C’est ce qu’a conclu une étude menée par des chercheurs de l’Université Vanderbilt. Pourtant, c’est l’une des rares qui va dans ce sens. La majorité des études sur des cas de convergence ne trouve pas d’évidence génétique qui permet de prouver leur hypothèse.

Cela ne signifie pas que la convergence évolutive est dénuée de valeur pour autant. Cela semble plutôt indiqué que l’évolution est brouillonne et qu’elle part dans tous les sens. Retrouver sa trace est donc un processus plutôt complexe.

Complexe, mais pas impossible.  

Imaginons que l’on réussirait à prouver génétiquement assez d’exemples de convergence et que l’on utilise ces découvertes pour comprendre les règles qui régulent la direction du processus évolutif. George McGhee, auteur du livre « Convergent Evolution », propose que l’on puisse alors établir une sorte de tableau périodique du vivant. En mettant un différent degré de complexité du monde animal sur chaque ligne et un trait différent dans chaque colonne.

McGhee prend l’exemple de la mobilité chez les organismes. De haut en bas, nous avons d’abord, les invertébrés, puis les amphibiens, les reptiles, les dinosaures et finalement les mammifères. De gauche à droit, nous avons la reptation, la marche, la nage et le vol. Ce tableau permet de voir directement les convergences, on observe les serpents et les vers qui rampent, les oiseaux, chauves-souris et insectes qui volent, etc. On aperçoit aussi les morphologies qui ne sont pas présentes dans la nature et cela amène toute une série de nouvelles questions. Par exemple, pourquoi n’y a-t-il pas de mammifères rampants ou d’amphibien volant? Pourtant, on voit bien que certains groupes sont proches d’arriver à ces destinations évolutives. Les furets et belettes ont des longs corps fusiformes et de courtes pattes, vont-ils se rendre jusqu’à ramper? Des grenouilles du genre Rhacophorus ont développé de larges membranes sur leur patte qui leur permette de planer, vont-elles se rendre jusqu’à développer le vol actif?

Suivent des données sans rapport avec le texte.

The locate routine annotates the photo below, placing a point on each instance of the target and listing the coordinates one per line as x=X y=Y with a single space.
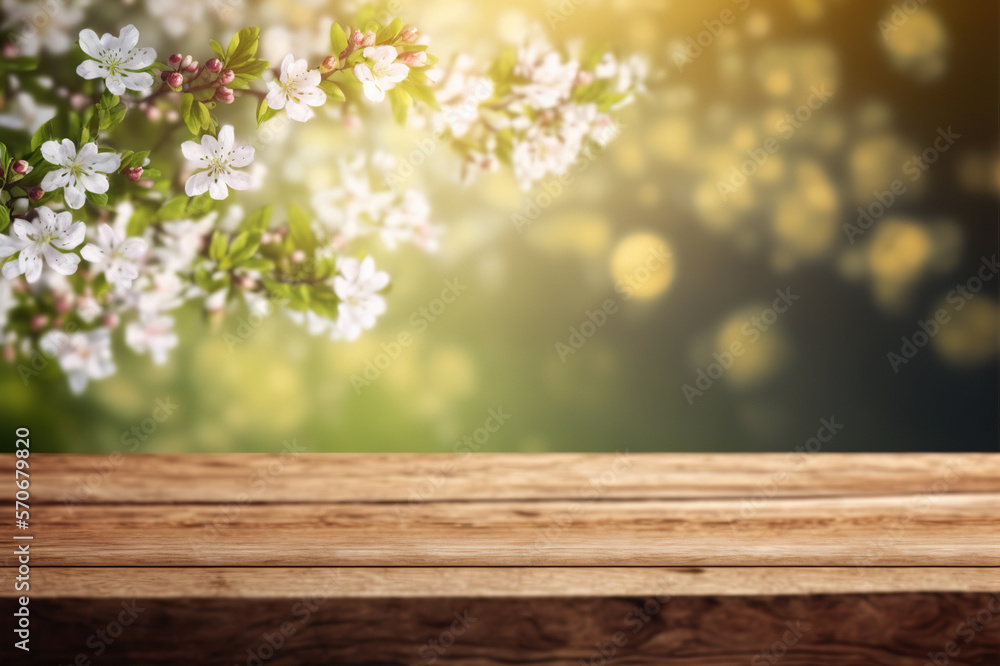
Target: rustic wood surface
x=863 y=630
x=377 y=477
x=883 y=557
x=951 y=530
x=487 y=582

En établissant ces liens et en les combinant aux cinq règles de l’évolution que j’ai expliquées plus tôt on pourrait se faire une idée des différentes directions évolutives du vivant.

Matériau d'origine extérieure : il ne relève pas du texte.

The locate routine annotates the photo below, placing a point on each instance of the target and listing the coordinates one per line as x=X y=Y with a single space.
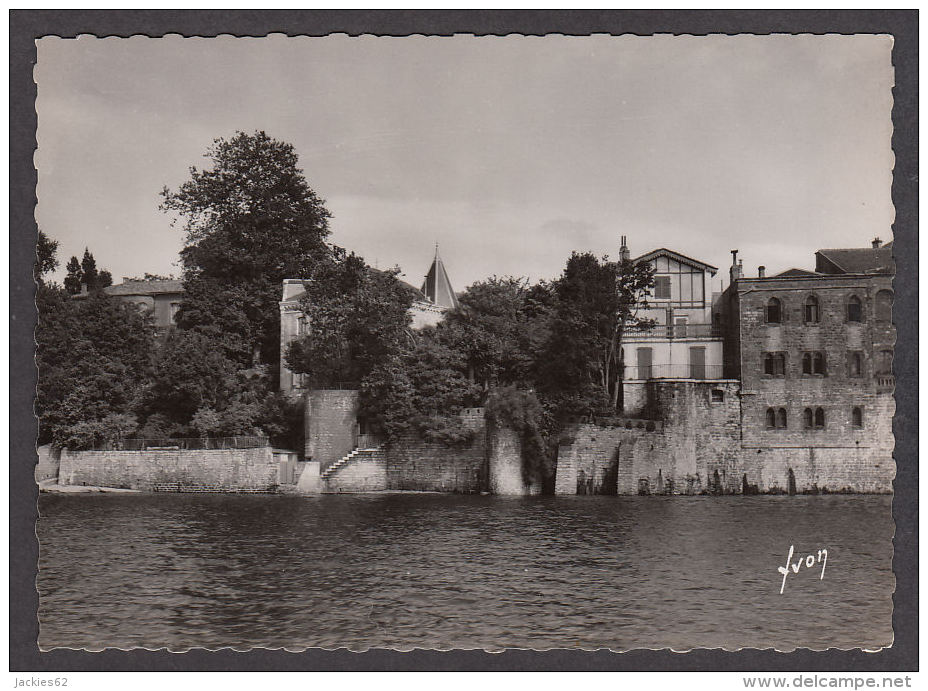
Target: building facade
x=686 y=342
x=813 y=351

C’est cela que représente la convergence évolutive, des liens et qui dit liens dit aussi organisation. Le vivant a ses règles, même si elles demeurent, pour la plupart du temps, assez difficile à interpréter.

Fort de ce savoir, imaginons maintenant la vie sur d’autres planètes qui auraient des conditions similaires à la terre. Les organismes vivants sur ces mondes distants auraient-ils les mêmes organisations que ceux sur terre? Si c’est le cas, cette convergence évolutive interplanétaire serait une première en science, elle prouverait à des générations de scientifiques que la nature est plus que le seul résultat du hasard.

09/01/2024

Références

Castiglione, G. M., Chiu, Y. L., Gutierrez, E. D. A., Van Nynatten, A., Hauser, F. E., Preston, M., … & Chang, B. S. (2023). Convergent evolution of dim light vision in owls and deep-diving whales. Current Biology33(21), 4733-4740.

McGhee Jr, G. R. (2011). Convergent evolution. Cambridge, MA: MIT Press.

Stern, D. L. (2013). The genetic causes of convergent evolution. Nature Reviews Genetics14(11), 751-764.

Sackton, T. B., Grayson, P., Cloutier, A., Hu, Z., Liu, J. S., Wheeler, N. E., … & Edwards, S. V. (2019). Convergent regulatory evolution and loss of flight in paleognathous birds. Science364(6435), 74-78.